No hay dudas que los rituales hacen que todo sea más increíble. Por eso las generalizaciones son tan odiosas. ¿Existe algo más espantoso e ignorante que la gente decretando qué es bello, qué es horrible, qué es moderno o qué es antiguo?

He escuchado sujetos que dicen que Madrid no los "atrae", cuando apenas pasaron por Barajas y algo así como una hora y media en la Plaza Mayor, creyendo que por comer un bocado de tortilla ya hicieron la ciudad.

"Es que no son ciudades para ir con niños", insisten. Y bueno, ahí uno hace memoria y comprende todo. Criaturas de cocina básica con inclinación a lo enlatado, hijos de madres full time fitness que sólo saben de "cesar salad" y "pollo grillé". Básicos príncipes del ñoqui y la hamburguesa.

¿Qué podrán acotar ante una pata de jamón gloriosa, de cinco jotas? ¿Con qué rostro podrán observar un bol hirviente de callos a la madrileña, unas judías de la huerta o un pulpo gallego con óleo y pimentón?

madrid

Salvo que uno sea un extraterrestre o el ser menos poético del planeta, llegar a Venecia y toparse con la Plaza San Marco es un shock visual emotivo que deja huella. Y habrá un café, un beso en algún puente, una tienda, aquel helado, algo que quedará como postal inolvidable, pendiente del deseo, con categoría de fantasía para repetir alguna vez.

Será en cinco, diez o veinte años. Pero, de concretarse, se irá a esa tienda y será la más bella, por más que haya veinte nuevas a su alrededor. Y el helado tendrá más sabor, el café más aroma. Porque el peso del ritual multiplica la emoción.

Recuerdo cuando no le encontraba la vuelta a Miami. El terror de equivocarme en la autopista era altamente superior al placer de dar con los zapatos soñados al 40 % off o saborear un atún rojo vuelta y vuelta que en mi ciudad resulta lujuria.

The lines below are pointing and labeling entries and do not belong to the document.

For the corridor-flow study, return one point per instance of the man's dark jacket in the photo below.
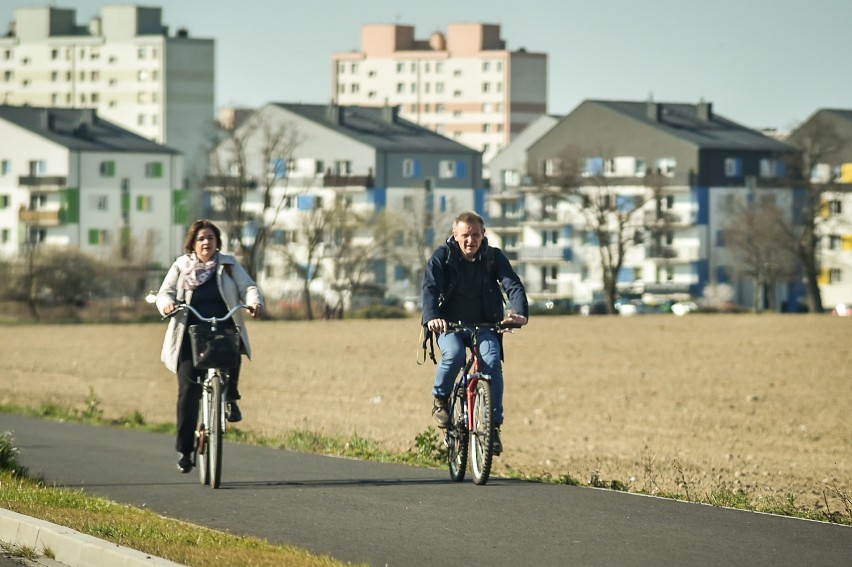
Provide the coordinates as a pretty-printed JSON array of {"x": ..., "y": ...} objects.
[{"x": 442, "y": 276}]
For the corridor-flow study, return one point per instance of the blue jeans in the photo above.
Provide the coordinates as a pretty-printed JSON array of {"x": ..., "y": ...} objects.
[{"x": 453, "y": 355}]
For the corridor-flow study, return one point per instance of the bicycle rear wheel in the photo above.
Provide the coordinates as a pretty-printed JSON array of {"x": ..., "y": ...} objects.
[
  {"x": 457, "y": 436},
  {"x": 214, "y": 444},
  {"x": 481, "y": 451}
]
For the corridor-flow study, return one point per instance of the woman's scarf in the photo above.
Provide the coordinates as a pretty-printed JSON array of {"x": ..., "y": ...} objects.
[{"x": 195, "y": 273}]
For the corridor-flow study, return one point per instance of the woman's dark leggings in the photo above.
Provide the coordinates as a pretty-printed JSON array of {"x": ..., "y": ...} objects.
[{"x": 189, "y": 396}]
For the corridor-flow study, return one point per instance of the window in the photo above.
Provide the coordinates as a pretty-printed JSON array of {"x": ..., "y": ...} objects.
[
  {"x": 511, "y": 178},
  {"x": 835, "y": 242},
  {"x": 833, "y": 207},
  {"x": 410, "y": 168},
  {"x": 143, "y": 203},
  {"x": 98, "y": 237},
  {"x": 666, "y": 166},
  {"x": 37, "y": 167},
  {"x": 772, "y": 167},
  {"x": 154, "y": 169},
  {"x": 447, "y": 168},
  {"x": 100, "y": 202},
  {"x": 733, "y": 167}
]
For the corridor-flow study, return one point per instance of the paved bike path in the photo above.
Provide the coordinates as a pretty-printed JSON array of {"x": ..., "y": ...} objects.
[{"x": 405, "y": 516}]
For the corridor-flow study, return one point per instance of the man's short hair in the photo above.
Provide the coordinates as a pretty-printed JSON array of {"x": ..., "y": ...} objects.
[{"x": 469, "y": 217}]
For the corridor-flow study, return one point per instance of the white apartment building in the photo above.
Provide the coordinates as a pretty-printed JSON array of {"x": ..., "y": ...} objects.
[
  {"x": 71, "y": 179},
  {"x": 124, "y": 64},
  {"x": 465, "y": 85}
]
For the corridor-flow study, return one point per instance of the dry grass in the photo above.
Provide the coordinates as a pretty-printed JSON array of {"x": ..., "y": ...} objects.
[{"x": 665, "y": 405}]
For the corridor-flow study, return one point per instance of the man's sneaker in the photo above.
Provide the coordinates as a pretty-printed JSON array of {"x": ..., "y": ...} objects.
[
  {"x": 496, "y": 442},
  {"x": 232, "y": 411},
  {"x": 185, "y": 463},
  {"x": 441, "y": 412}
]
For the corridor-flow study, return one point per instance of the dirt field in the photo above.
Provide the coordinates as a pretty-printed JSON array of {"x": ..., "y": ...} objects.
[{"x": 658, "y": 402}]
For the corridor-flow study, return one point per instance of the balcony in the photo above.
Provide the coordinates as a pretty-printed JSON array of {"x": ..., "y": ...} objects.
[
  {"x": 39, "y": 217},
  {"x": 43, "y": 182},
  {"x": 231, "y": 181},
  {"x": 545, "y": 254},
  {"x": 672, "y": 254},
  {"x": 347, "y": 181}
]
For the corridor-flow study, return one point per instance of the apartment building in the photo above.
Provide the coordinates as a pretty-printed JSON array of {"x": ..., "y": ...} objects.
[
  {"x": 826, "y": 140},
  {"x": 391, "y": 181},
  {"x": 465, "y": 84},
  {"x": 124, "y": 64},
  {"x": 669, "y": 178},
  {"x": 71, "y": 179}
]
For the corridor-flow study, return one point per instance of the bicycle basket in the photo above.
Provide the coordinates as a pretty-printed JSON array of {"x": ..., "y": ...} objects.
[{"x": 214, "y": 349}]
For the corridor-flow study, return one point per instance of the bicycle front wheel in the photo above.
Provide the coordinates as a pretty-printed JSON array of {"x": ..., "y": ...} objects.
[
  {"x": 457, "y": 436},
  {"x": 201, "y": 453},
  {"x": 481, "y": 451},
  {"x": 214, "y": 445}
]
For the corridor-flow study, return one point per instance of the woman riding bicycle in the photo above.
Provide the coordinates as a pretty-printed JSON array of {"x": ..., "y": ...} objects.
[
  {"x": 212, "y": 283},
  {"x": 462, "y": 283}
]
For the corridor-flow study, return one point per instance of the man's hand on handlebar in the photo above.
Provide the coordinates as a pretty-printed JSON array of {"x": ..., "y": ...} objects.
[
  {"x": 514, "y": 320},
  {"x": 437, "y": 326}
]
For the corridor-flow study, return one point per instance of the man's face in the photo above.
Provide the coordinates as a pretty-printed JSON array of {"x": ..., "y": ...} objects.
[{"x": 469, "y": 237}]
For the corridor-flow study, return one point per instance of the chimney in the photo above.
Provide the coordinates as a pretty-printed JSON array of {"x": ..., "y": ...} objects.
[
  {"x": 654, "y": 111},
  {"x": 88, "y": 116},
  {"x": 390, "y": 114}
]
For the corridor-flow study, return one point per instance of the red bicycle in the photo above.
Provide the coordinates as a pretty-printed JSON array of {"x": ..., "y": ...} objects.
[{"x": 471, "y": 430}]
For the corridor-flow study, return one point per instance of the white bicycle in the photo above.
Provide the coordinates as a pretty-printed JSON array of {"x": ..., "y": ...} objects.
[{"x": 215, "y": 349}]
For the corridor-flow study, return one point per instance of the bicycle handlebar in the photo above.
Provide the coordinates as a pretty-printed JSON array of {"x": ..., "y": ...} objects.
[
  {"x": 455, "y": 326},
  {"x": 212, "y": 320}
]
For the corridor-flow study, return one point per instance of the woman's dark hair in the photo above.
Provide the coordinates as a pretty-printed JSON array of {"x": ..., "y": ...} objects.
[{"x": 195, "y": 228}]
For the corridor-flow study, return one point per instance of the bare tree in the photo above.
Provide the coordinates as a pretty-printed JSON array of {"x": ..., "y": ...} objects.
[
  {"x": 612, "y": 215},
  {"x": 354, "y": 258},
  {"x": 757, "y": 236},
  {"x": 820, "y": 143},
  {"x": 256, "y": 155},
  {"x": 305, "y": 251}
]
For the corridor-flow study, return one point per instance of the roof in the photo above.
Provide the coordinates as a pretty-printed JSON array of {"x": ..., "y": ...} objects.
[
  {"x": 79, "y": 129},
  {"x": 378, "y": 127},
  {"x": 684, "y": 121}
]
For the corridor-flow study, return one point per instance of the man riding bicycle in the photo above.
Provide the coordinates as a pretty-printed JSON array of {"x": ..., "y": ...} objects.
[{"x": 462, "y": 283}]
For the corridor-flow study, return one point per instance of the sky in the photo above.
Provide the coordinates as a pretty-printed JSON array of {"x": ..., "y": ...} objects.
[{"x": 762, "y": 63}]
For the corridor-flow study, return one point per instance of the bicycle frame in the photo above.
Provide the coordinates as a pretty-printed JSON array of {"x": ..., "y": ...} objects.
[
  {"x": 212, "y": 423},
  {"x": 471, "y": 432}
]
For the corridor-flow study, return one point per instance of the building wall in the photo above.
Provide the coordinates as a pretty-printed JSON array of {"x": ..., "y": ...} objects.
[
  {"x": 98, "y": 200},
  {"x": 466, "y": 86},
  {"x": 123, "y": 64}
]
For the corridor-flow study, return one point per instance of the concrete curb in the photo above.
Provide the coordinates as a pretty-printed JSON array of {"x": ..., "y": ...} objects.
[{"x": 71, "y": 547}]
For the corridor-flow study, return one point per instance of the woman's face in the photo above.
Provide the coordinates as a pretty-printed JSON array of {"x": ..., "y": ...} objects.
[{"x": 205, "y": 244}]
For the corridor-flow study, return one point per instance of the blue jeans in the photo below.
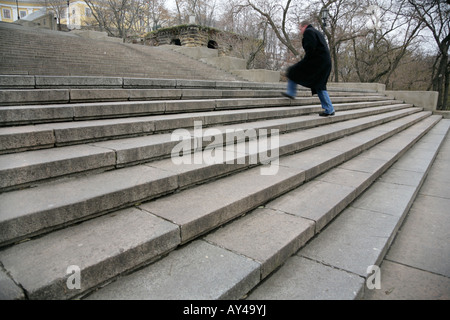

Pero fue cuestión de apechugar, aprender dos o tres circuitos para ganar seguridad. Y de la seguridad al ritual. ¿Quién me quita la primera noche en Lincold Road, adonde voy emocionada por un mojito y un dragon roll? Y aquel Starbucks que no tiene nada de nuevo ni especial, pero al que siempre regreso.

Cuando lo pisé por primera vez no conocía de cafeterías en cadena. Era relativamente chica; aluciné con eso de ir sola hacia una mesa con azúcares y palillos; y ni qué hablar de que el vaso llegue con mi nombre.

En Buenos Aires somos cafeteros clásicos, de pocillo. Era de película esa escena. Bueno, ahora Starbucks está a la vuelta de casa, ya no debería tener asistencia perfecta en aquella esquina miamense; pero vuelvo. Siento que el café tiene otro aroma y, ante el primer sorbo, creo que rejuvenezco.

Soy hija de "ritualera". Mi mamá viaja a París y la primera noche debe comer cerdo con lentejas, en el legendario "Lipp de Sain Germain des Pres". La última vez, mi papá tenía gastritis, sólo estaba apto para vainillas con leche, pero la noche uno en la Ciudad Luz estuvieron ahí, en la misma mesa, con el suculento plato, aunque en versión individual.

Él sólo bebió agua, que sirvió para tragar un Omeprazol de 40 miligramos. Pero estuvieron felices, sin necesidad de interrumpir el ritual. Cuando salieron caminaron hacia el hotel. Veinte cuadras. Esa noche durmió fantástico y se levantó aliviado. Es el día de hoy que sigue sosteniendo algo que le creo: la atmósfera de su lugar adorado lo curó de repente.